New livestreaming applications like Periscope and Meerkat, which allow smartphone owners to stream live video footage directly to their Twitter followers, will now allow voters to witness such events in real time. "Every minute — literally every minute — of every day of the campaign will be available live to anyone who wants it, no matter where they are," former Obama adviser Dan Pfeiffer wrote last month.
Pfeiffer focused on the benefits of these services — greater engagement opportunities for millennials, the importance of Twitter followers — but there is also potential for the rise in mobile usage to exacerbate the already fractious and fractured state of American politics.
"Gaffes will blow up even faster. Partisan rooting will be even quicker and more intense," Henry Blodget, the editor and CEO of Business Insider, predicted. "Anonymous trolls will swarm Twitter and brand any news story that is not highly flattering to their team as 'bias.'"

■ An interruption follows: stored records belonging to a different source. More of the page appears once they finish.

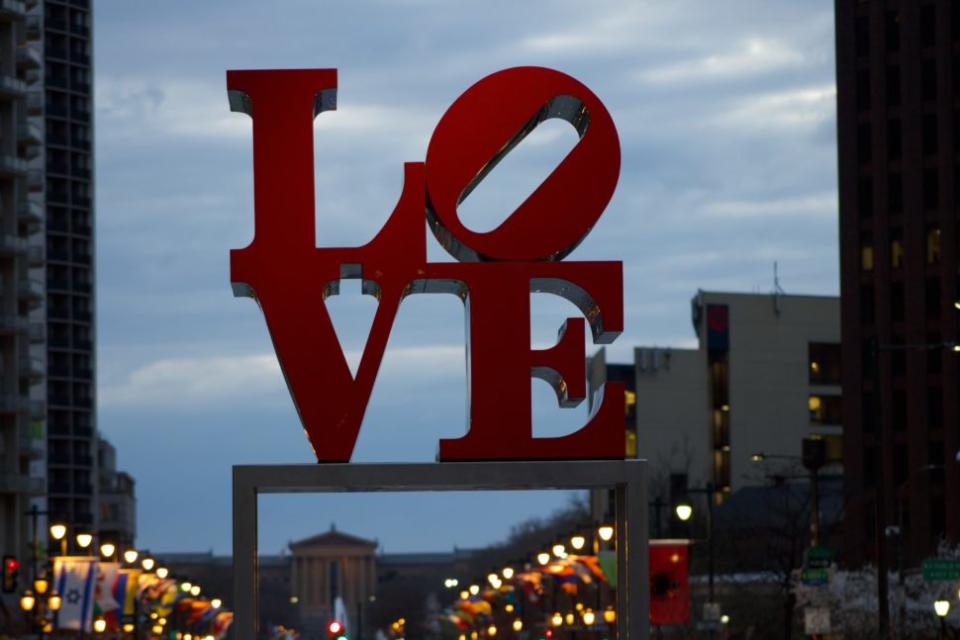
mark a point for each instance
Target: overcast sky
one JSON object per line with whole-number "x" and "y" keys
{"x": 725, "y": 112}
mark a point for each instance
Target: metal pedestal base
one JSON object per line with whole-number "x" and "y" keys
{"x": 627, "y": 477}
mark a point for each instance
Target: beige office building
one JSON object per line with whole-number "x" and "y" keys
{"x": 764, "y": 375}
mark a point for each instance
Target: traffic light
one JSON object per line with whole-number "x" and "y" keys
{"x": 335, "y": 631}
{"x": 10, "y": 567}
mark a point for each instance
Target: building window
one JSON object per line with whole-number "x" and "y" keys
{"x": 928, "y": 79}
{"x": 932, "y": 297}
{"x": 865, "y": 197}
{"x": 862, "y": 36}
{"x": 899, "y": 413}
{"x": 896, "y": 303}
{"x": 863, "y": 90}
{"x": 893, "y": 86}
{"x": 894, "y": 139}
{"x": 825, "y": 409}
{"x": 900, "y": 464}
{"x": 928, "y": 25}
{"x": 824, "y": 360}
{"x": 930, "y": 146}
{"x": 892, "y": 40}
{"x": 866, "y": 251}
{"x": 896, "y": 248}
{"x": 866, "y": 304}
{"x": 864, "y": 143}
{"x": 934, "y": 407}
{"x": 933, "y": 244}
{"x": 931, "y": 189}
{"x": 867, "y": 413}
{"x": 934, "y": 356}
{"x": 894, "y": 193}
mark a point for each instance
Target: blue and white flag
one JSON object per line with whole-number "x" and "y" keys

On the campaign side, the rise in mobile usage will create new ways for campaigns to advertise and target voters, down to highly specified demographic groups.
"The ability to really translate the power and opportunity of big data to allow for nano-targeting communications with precision-targeted messaging is dependent on the ability to lever the power of mobile," Lehane explained. "There will be an explosion of mobile advertising in 2016; an explosion in using mobile to share campaign content; an explosion in using mobile to organize."
Lehane mapped out one scenario, in the fall of 2016, where "a voter identified by a campaign based on its data analytics will be nano-targeted via addressable mobile with ads, with social messages from their friends who have been engaged by the campaigns to reach out to their social network." On election day, Lehane predicted, campaigns will have information about the voter "based on GPS data, to both determine whether they have visited a voting poll and/or [provide] step by step directions of how to find the poll in their precinct."
At the most basic level, the rise in mobile usage will speed up the entire political process. Voters will have faster and more frequent access to campaign news and information, and campaigns will have better access to voters and their data.
"Mobile is really this generation's version of their car," Lehane said. "It is the platform where they spend much of their time; it is their TV, radio, movie screen, phone and computer all in one; it is what allows them to, in effect, travel beyond their current location by connecting them to various outlets from social to content to communications."